The fruits of these encounters are then loaded up and transported through creeks and billabongs and across deserts and oceans far away from their antipodean origins to be displayed in the serene surroundings of Rebecca’s London boutiques.  As can be seen from the pictures I’ve carefully placed throughout this blog, at first sight the simple, repetitive elements of line and dot patterning suggest that these paintings are a form of very attractive if somewhat naive geometrical abstractionism.  But, in fact, things are a good deal more sophisticated and complex than that, and the arrangements of shapes and colours far from being determined by random association are very specific representations that mix precise topographical representation of local landscapes alongside idiogrammatic formulations of the specific mythological parables associated with those locations.

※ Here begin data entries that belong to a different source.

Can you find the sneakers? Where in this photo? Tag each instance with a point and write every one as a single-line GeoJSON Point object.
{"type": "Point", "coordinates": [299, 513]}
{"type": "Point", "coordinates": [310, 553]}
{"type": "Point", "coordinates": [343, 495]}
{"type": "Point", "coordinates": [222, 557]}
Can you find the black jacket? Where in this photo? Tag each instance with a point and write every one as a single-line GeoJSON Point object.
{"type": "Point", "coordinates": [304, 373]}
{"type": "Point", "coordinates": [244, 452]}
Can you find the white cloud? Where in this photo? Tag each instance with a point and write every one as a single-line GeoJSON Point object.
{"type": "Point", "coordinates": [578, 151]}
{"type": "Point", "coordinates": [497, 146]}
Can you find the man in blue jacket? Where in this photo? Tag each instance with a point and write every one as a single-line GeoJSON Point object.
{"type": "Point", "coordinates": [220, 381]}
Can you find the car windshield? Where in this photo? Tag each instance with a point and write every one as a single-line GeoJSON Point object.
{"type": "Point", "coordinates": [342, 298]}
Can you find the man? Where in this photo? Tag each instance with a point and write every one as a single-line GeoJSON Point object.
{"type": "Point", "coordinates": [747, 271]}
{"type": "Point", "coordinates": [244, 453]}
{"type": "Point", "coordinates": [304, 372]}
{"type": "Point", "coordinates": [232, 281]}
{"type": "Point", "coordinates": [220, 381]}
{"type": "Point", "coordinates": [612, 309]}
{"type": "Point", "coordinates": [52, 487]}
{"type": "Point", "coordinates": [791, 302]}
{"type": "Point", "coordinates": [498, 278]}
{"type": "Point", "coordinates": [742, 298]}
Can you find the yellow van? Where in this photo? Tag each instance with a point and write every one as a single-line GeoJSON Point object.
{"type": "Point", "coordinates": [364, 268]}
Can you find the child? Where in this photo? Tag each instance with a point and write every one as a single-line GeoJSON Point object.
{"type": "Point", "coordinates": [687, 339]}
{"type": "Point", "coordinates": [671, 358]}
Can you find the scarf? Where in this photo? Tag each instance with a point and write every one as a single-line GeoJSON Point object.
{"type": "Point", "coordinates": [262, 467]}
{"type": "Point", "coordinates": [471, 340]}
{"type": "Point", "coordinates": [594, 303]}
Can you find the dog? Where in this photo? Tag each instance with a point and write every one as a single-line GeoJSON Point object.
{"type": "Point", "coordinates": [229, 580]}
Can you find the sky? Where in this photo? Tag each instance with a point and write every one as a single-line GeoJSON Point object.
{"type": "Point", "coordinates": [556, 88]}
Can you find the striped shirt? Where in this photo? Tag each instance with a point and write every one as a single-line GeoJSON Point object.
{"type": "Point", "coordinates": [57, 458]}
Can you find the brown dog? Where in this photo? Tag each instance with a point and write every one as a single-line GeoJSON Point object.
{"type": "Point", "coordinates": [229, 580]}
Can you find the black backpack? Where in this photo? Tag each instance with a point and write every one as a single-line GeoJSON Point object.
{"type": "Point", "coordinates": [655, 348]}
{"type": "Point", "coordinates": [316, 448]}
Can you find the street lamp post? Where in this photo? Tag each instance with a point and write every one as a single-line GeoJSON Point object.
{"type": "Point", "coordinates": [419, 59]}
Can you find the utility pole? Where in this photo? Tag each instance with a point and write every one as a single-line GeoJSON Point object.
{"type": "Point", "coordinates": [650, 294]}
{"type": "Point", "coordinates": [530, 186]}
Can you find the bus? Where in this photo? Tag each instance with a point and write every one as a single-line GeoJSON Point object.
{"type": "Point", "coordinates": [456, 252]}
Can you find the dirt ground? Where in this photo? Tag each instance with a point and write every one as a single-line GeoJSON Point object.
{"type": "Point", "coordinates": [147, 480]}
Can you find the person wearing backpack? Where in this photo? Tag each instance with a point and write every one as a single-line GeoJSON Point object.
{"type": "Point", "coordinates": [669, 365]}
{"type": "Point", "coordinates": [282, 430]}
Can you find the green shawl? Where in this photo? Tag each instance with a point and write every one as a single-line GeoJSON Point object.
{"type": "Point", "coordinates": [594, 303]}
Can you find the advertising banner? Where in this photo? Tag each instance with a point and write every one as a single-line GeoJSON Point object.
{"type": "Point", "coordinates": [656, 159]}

I tend to think that being aware that there’s a complex, credible, time-honoured cultural backstory underpinning the derivation of these paintings imbues them with a sort of validity, both intellectual and spiritual, that raises them above what might otherwise be categorised as mere examples of pretty decorative ornamentation.  Nevertheless, reclassifying them into that far more noble taxonomic phylum of the official, accepted, bona fide artwork is perhaps not entirely unproblematic either, since the Aboriginal cultural history and lived experiences that gave rise to these paintings seems to me to be of such a paradigmatically different structure to that of the typical western world model that it’s going to severely limit any kind of sensible sense of meaningful comprehension – at least, it is by me.  Does that then automatically devalue the worthiness of the artwork?  Well, there are certainly counter-arguments to the ones I’ve outlined above although, sadly, a lack of space is going to prevent their rehearsal now.  Suffice to say that I’ve discussed them with Rebecca over the past thirty-odd years of our friendship without ever reaching any form of resolution.  Although I would point out that the fact that in the past I’ve actually bought a couple of Aboriginal prints from her should not in any way be read as an acceptance that she has the upper hand in the debate but more a measure of the skill and indefatigability of her sophisticated selling techniques.